Как раз перед свадьбой Дженни провела переговоры и заключила выгодное соглашение с газетой «Пост» о том, что она напишет серию острых интервью, путешествуя вокруг света. Это дало возможность им с Билли путешествовать, причем все расходы были оплачены. Ее портативная машинка была вся облеплена этикетками разных аэропортов, по ним можно было проследить весь их маршрут от Антверпена до Парижа, Мадрида, Афин, Медисон Сквер. И везде она брала интервью у президентов, рок-звезд и выдающихся персон, скрывающихся за рубежом от уплаты налогов.

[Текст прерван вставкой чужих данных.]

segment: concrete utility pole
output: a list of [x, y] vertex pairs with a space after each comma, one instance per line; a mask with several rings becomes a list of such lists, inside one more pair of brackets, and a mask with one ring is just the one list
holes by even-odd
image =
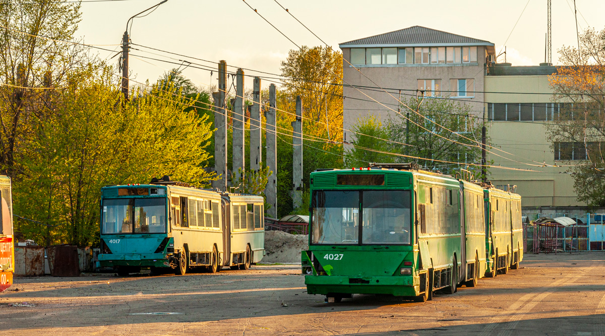
[[[128, 28], [128, 25], [126, 25]], [[128, 31], [124, 31], [124, 35], [122, 38], [122, 93], [124, 94], [124, 98], [128, 100], [128, 51], [130, 50], [130, 45], [128, 40]]]
[[220, 178], [212, 181], [212, 187], [227, 191], [227, 110], [225, 94], [227, 89], [227, 62], [218, 63], [218, 92], [214, 99], [214, 170]]
[[140, 13], [132, 15], [126, 22], [126, 30], [124, 31], [124, 35], [122, 37], [122, 92], [124, 94], [124, 98], [126, 100], [128, 100], [128, 85], [129, 85], [128, 81], [128, 51], [130, 50], [130, 39], [128, 36], [128, 25], [130, 24], [130, 21], [132, 19], [145, 16], [145, 15], [143, 16], [139, 16], [139, 15], [143, 14], [148, 10], [154, 8], [168, 1], [163, 0], [159, 4], [154, 5]]
[[261, 140], [261, 79], [254, 77], [252, 100], [250, 111], [250, 169], [258, 171], [263, 160], [263, 141]]
[[483, 106], [483, 126], [481, 128], [481, 175], [483, 176], [481, 180], [483, 183], [486, 183], [488, 180], [487, 170], [485, 169], [485, 164], [487, 163], [485, 157], [485, 107]]
[[269, 106], [268, 110], [265, 110], [265, 118], [267, 126], [265, 128], [265, 138], [267, 143], [267, 166], [271, 172], [269, 176], [269, 182], [265, 187], [265, 196], [267, 202], [271, 207], [267, 211], [269, 217], [277, 218], [277, 147], [275, 142], [275, 106], [276, 106], [275, 85], [271, 84], [269, 87]]
[[292, 121], [292, 205], [302, 205], [302, 100], [296, 96], [296, 120]]
[[237, 84], [235, 104], [233, 113], [233, 165], [232, 167], [234, 181], [232, 186], [235, 186], [238, 181], [243, 179], [243, 173], [239, 176], [238, 169], [246, 169], [246, 151], [244, 147], [244, 127], [246, 122], [245, 110], [244, 109], [244, 71], [241, 68], [237, 69], [235, 83]]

Часто, когда наступал срок сдачи недельной порции материала, возникали напряженные ситуации. Потная, вся в слезах, сквозь зубы разговаривающая Дженни, тарабанящая на пишущей машинке в спальне какого-то иностранного отеля, не способствовала тому, чтобы Билли мог выспаться перед выступлениями в высшей школе. Безнадежно непунктуальная, Джении не могла внушить любовь к себе другим членам команды, так как из-за нее они всегда опаздывали на обеды и вечера. Билли был слишком одуревшим от любви, чтобы замечать это. Его лошади выступали хорошо. Мандрика, темно-коричневый ганноверец, преподнесенный в качестве свадебного подарка Людвигом фон Шелленбергом, отличился невероятно быстро и во всех упражнениях показал результаты не хуже, чем такая выдающаяся лошадь как Бал, теперь переименованный в Магги Мил Эл. Билли это имя не очень нравилось. Но за 50000 фунтов в год, которые платил ему Кевин Кали, можно было потерпеть. В любом случае в конюшне он оставался все тем же Балом.
В первый год семейной жизни Дженни и Билли были чрезвычайно богаты. Зарплата Дженни плюс оплата газетой всех дорожных расходов плюс деньги за постоянные победы Билли плюс спонсорство Кевина – все это в сумме составляло около 100000 фунтов в год. И хотя Билли всегда закупал напитки для Руперта и отдавал Хелене свои выиграши на ведение хозяйства (если, конечно, эти деньги не тратились на то, чтобы отпраздновать победу), все счета за газ, электричество, телефон и отопление в Пенскомбе неизменно доставались Руперту.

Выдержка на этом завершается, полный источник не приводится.